Face à cette menace, l'être humain développe naturellement des stratégies de protection. Il cache ce qu'il ressent, dissimule ses erreurs, maquille la réalité ou invente une version plus acceptable de lui-même. Le mensonge cesse alors d'être un simple choix moral : il devient un mécanisme de survie.


L'enfant qui redoute une punition excessive cache sa faute. L'adulte qui craint le rejet tait ses fragilités. Celui qui ne se sent pas accueilli apprend à porter un masque. Ce ne sont pas la vérité ou l'authenticité qui disparaissent ; c'est la sécurité nécessaire pour les exprimer qui fait défaut.


C'est pourquoi la condamnation produit souvent l'inverse de l'effet recherché. Plus la sanction est rigide, plus la vérité s'enfonce dans le silence. Au lieu d'éliminer le problème, elle le rend simplement invisible. La peur ne transforme pas les êtres ; elle les pousse à se cacher.


Dès lors, une question essentielle se pose : comment espérer réduire le mensonge en multipliant les interdictions, les contrôles et les menaces ?


Si la peur est à l'origine de la dissimulation, ajouter davantage de contraintes ne peut qu'amplifier cette peur. Plus les règles deviennent oppressantes, plus les individus cherchent des moyens de les contourner. Le contrôle appelle la dissimulation, la condamnation nourrit le secret, et le cercle vicieux se referme.


Une véritable transformation ne peut naître de la contrainte. Elle apparaît lorsque l'être humain se sent suffisamment en sécurité pour reconnaître ses erreurs sans craindre de perdre sa valeur.
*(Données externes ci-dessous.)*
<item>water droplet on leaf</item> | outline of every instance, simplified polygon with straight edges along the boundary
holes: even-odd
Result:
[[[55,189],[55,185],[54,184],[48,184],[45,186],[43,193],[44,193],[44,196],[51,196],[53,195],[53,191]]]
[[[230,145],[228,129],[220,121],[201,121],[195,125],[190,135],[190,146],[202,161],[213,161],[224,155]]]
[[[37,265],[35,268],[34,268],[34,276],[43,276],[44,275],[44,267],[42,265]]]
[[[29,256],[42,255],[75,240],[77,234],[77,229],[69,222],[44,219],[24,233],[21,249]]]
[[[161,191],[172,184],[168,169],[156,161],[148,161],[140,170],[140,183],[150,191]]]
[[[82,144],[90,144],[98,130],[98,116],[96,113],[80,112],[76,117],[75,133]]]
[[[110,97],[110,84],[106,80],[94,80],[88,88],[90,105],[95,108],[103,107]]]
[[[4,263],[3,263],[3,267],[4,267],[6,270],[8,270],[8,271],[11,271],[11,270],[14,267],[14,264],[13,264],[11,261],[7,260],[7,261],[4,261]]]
La compréhension n'exclut pas la responsabilité, mais elle remplace la peur par la conscience.


Accueillir ne signifie pas tout accepter ; cela signifie créer un espace où la vérité peut enfin émerger. Car une vérité accueillie peut être transformée, tandis qu'une vérité condamnée ne fait que se cacher.


En définitive, ce n'est pas le mensonge qui est le véritable problème, mais le climat qui le rend nécessaire. Tant que le jugement primera sur la compréhension, l'intolérance sur l'écoute et la condamnation sur la compassion, les masques continueront de prospérer. À l'inverse, là où règnent la bienveillance, la responsabilité et le respect de la dignité humaine, la vérité retrouve naturellement sa place.